A new homework has been posted and is due on November 22nd
- work with a partner
- no more than one explicit loop
Will have lab period on Friday
Read Chapters 11 in TAoRP for background material on what is discussed today and Tuesday

Review

There are high level functions for getting structured data in and out of R - write.table, read.table
There are low level functions for input and output that don't require defined data structure - write, scan, readLines

Learning objectives

Understand how to work with and manipulate character variables

Remember...

Strings are atomic variables made up of characters, numbers, punctuation, etc. You can form a string by puttting information between " and ".

name <- "pat"
name

## [1] "pat"

What would happen if we did...

name[1]

What would happen if we did...

name[1]

## [1] "pat"

Note that name is a vector and so name[1] will return the first element of that vector, not the first character of the vector.

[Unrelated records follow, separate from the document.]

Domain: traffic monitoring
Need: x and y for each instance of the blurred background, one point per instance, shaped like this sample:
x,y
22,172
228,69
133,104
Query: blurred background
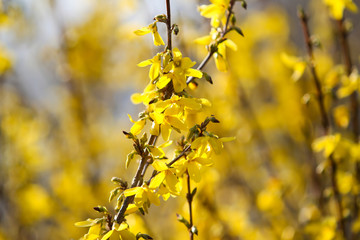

But how do we get the first character?

Get substrings with the substr command

substr(x, start, stop)

x is the string of interest
start is the position within the string where you want the substring to start
stop is the position within the string where you want the substring to end

For example...

substr(name, 3, 3)

## [1] "t"

substr(name, 2, 3)

## [1] "at"

substr(name, 1, 1)

## [1] "p"

substr(name, 2, 4)

## [1] "at"

What if we have a vector of names?

names <- c("pat", "sarah", "john", "emily", "mary", "susan")
substr(names, 1,2)

## [1] "pa" "sa" "jo" "em" "ma" "su"

What do we need to know to return the last two characters of each person's name?

To get the length of each person's name use the nchar command:

name.length <- nchar(names)
substr(names, name.length-2, name.length)

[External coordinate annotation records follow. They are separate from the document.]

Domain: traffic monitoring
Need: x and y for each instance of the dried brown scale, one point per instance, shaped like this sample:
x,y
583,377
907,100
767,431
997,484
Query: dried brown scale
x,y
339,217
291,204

## [1] "pat" "rah" "ohn" "ily" "ary" "san"

Oops! What happened? How do we fix it?

What do we need to know to return the last two characters of each person's name?

To get the length of each person's name use the nchar command:

name.length <- nchar(names)
substr(names, name.length-1, name.length)

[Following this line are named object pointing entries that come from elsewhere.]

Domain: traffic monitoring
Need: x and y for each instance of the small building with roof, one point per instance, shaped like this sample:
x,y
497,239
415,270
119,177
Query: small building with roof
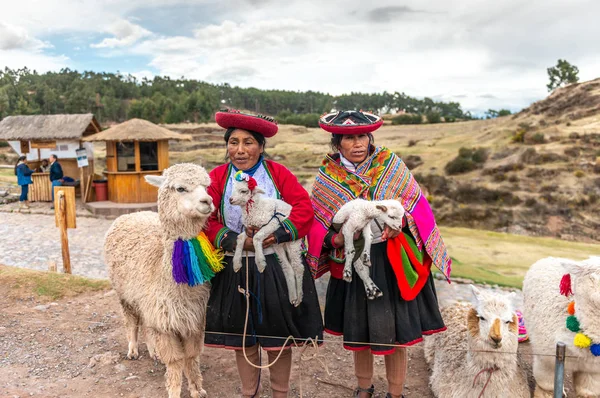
x,y
134,149
39,136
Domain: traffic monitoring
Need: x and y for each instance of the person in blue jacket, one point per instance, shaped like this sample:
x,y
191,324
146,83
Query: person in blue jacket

## [1] "at" "ah" "hn" "ly" "ry" "an"

This is what is called a "fence post" error

Say we have the following names...

names <- c("Pat Schloss", "Mary O'Riordan", "Vince Young", "Kathy Spindler", "Harry Mobley", "Oveta Fuller", "Adam Lauring")

I'd like to generate a vector of first and last names so I can re write the names in alphabetical "Last, First" format.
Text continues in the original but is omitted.